Simplistic versus simplified thinking
The late Steve Jobs said that if you believed something was ‘simple’ you obviously did not understand it. The challenge, he said, was to thoroughly understand the complexity so that you can then simplify it.
His products are testaments to his success: highly sophisticated items of technology with one or two buttons only, for example. Apparently he and a small team spent their evenings for weeks and weeks simplifying the original iPod interface.
Yet in our time-pressured working environments, increasingly there is a desire for the simplistic.
A classic example of this is the approach of locking business case defined benefits into future operating budgets so as to ‘ensure their realisation’. This is simplistic thinking and illustrates the value-destroying properties of such simple thinking.
Locking benefits into future budgets:
- Reduces the value of benefits as managers seek to minimise their future exposure by defining only enough benefits to get their business cases approved (not a good start).
- Is irrelevant to the many managers who do not expect to be in the same position by the time the benefits are being expected (not a behaviour changing solution).
- Fails to recognise reality, that during the course of the project and beyond the financial value of benefits can legitimately change significantly due to factors outside the project and governance teams’ control: for example, interest rate changes.
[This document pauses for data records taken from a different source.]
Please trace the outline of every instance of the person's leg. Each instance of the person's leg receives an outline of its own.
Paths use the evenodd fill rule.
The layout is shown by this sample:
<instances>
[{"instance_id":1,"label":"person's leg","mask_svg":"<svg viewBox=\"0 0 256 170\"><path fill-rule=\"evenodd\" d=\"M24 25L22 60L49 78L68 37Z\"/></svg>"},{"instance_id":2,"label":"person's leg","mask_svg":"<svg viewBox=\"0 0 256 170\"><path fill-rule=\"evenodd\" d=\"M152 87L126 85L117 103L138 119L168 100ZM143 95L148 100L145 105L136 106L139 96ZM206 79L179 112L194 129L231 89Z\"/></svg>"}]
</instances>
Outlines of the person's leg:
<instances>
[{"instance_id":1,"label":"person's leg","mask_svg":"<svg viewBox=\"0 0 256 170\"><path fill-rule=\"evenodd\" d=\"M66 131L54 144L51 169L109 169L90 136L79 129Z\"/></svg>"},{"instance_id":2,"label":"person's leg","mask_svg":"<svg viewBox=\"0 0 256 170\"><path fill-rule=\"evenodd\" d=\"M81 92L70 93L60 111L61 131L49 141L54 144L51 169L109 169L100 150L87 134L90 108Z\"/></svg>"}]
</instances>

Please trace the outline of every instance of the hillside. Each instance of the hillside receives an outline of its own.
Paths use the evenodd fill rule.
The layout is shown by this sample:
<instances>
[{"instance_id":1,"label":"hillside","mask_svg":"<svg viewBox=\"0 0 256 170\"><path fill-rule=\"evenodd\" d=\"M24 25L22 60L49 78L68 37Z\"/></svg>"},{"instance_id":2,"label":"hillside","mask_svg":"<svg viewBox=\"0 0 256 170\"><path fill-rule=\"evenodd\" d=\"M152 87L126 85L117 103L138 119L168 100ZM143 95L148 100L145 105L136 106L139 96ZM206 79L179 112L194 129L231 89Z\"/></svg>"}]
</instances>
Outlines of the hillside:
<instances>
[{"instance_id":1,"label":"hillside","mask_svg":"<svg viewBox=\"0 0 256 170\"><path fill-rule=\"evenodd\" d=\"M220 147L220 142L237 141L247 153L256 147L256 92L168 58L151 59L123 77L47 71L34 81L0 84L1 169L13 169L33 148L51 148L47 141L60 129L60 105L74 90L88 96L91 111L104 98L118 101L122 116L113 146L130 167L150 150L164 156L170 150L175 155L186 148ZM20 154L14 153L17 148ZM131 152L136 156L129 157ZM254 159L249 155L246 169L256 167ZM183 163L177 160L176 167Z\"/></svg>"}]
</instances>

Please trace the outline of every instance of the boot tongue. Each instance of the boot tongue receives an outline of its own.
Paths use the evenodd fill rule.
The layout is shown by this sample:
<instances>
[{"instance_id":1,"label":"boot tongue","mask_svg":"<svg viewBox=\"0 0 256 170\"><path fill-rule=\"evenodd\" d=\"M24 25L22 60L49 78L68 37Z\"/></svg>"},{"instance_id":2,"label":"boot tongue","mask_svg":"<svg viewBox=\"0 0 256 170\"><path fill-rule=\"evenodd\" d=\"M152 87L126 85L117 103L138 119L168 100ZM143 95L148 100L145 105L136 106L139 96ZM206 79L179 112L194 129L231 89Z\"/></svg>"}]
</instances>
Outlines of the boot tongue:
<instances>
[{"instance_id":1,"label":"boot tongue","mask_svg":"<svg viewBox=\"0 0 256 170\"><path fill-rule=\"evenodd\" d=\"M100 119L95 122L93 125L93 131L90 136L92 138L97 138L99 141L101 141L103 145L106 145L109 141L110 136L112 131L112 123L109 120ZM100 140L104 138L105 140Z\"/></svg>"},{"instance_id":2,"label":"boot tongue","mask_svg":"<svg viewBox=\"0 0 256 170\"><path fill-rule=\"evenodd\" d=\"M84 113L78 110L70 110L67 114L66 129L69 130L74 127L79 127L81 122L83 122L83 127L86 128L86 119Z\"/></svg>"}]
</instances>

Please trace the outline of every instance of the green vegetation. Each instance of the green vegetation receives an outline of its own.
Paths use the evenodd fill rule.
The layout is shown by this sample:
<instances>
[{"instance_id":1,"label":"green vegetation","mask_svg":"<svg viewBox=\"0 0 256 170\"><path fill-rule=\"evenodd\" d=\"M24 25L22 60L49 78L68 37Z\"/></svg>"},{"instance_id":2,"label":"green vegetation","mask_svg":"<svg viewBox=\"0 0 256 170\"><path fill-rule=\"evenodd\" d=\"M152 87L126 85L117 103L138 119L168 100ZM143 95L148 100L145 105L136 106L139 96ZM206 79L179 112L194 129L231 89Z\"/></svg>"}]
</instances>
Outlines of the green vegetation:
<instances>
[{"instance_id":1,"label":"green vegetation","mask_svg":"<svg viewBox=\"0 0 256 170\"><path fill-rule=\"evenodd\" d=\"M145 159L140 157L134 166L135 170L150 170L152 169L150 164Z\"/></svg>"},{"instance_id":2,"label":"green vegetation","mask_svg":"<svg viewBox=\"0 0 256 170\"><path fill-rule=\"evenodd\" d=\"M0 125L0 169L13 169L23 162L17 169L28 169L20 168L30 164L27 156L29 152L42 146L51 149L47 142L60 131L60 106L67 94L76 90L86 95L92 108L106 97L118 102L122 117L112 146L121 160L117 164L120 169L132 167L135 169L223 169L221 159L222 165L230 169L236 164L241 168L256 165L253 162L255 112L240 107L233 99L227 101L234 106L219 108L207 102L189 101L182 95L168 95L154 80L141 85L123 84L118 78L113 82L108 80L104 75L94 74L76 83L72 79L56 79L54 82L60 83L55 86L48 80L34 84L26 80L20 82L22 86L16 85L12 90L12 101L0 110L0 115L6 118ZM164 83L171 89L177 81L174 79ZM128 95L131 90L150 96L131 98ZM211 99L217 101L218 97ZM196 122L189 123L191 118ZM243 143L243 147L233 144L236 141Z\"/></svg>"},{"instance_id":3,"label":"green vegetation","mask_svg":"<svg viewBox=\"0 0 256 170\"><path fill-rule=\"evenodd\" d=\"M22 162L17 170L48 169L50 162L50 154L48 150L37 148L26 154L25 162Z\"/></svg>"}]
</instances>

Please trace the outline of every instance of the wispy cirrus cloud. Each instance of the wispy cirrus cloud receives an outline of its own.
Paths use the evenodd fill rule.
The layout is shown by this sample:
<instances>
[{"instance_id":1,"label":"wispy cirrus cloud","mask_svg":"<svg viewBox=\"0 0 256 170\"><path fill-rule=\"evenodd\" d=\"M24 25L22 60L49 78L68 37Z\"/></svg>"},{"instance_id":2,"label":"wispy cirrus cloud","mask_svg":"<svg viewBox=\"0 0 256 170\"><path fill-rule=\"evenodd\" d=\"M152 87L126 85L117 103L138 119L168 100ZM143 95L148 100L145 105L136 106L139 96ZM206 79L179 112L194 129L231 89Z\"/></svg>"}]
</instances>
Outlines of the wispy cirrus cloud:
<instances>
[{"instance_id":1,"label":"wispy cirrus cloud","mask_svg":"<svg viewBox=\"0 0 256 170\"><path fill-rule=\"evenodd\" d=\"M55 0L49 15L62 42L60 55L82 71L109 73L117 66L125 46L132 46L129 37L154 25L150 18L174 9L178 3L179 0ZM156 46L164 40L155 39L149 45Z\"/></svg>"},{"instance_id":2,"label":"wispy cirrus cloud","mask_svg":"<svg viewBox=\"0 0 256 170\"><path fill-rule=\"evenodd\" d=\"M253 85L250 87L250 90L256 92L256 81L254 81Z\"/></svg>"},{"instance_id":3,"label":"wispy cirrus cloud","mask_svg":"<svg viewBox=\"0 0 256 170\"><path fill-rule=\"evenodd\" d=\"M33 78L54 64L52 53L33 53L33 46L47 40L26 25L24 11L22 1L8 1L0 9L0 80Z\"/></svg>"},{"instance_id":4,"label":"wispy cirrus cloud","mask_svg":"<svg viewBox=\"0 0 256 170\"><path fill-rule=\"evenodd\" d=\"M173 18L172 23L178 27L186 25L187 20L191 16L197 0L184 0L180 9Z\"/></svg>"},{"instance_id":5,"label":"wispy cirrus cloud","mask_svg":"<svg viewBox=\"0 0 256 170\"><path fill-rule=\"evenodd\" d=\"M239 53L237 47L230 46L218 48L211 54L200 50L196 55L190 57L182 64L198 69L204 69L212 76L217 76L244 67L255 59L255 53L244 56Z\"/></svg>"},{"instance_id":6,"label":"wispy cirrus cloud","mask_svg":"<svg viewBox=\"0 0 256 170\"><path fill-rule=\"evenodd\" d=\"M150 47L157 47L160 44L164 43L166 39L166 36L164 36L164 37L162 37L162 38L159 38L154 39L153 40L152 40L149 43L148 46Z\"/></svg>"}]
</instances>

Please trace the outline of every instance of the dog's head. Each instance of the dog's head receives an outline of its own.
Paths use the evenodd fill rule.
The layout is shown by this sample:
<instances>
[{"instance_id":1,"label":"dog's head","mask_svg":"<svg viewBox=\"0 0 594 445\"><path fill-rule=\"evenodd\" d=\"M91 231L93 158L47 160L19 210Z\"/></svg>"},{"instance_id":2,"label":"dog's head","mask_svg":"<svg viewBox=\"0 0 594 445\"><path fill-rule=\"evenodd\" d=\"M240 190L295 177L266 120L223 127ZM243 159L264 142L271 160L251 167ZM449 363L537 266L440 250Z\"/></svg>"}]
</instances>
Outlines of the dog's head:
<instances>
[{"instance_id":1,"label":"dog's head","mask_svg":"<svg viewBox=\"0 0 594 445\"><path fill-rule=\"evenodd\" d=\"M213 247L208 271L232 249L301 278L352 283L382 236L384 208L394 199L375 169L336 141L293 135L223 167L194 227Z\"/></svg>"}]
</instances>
Any increase or decrease in value is ignored by this simplistic approach.
- Doesn’t even measure benefits realisation, only budget achievement. If other events have allowed the future budget to be met, the benefits from the project may not be realised at all as they are not needed to make budget or measured as benefits.
I could go on. But this example illustrates the dangers of simplistic thinking. Simplified thinking, however, is quite different.
If you want to measure benefits realisation you need to measure the inputs, the ‘stepping stones’ along the way to full benefits realisation. You need to measure the progressive delivery of the project outcomes, business outcomes, associated benefits—and then their value—while tracking any changes to the value drivers.
This ‘input’ approach to benefits realisation management and measurement is simple to set up, embeds benefits realisation into projects, and actually increases the value of benefits realised. Their value is tracked and measured independently of any other events or financial changes so you know what the project has and has not delivered.
When people say “just tell me what to do”, they are looking for simplistic answers. They don’t want to think, they just want to do. In these cases you can be assured that their outcomes will be simplistic, poor and compromised.
What people should ask for is “tell me how to think about this. How should I approach it? How do I define what I’m trying to achieve?” When you then provide them with simplified but highly effective solutions, you’re on your way to a simplified and highly successful result.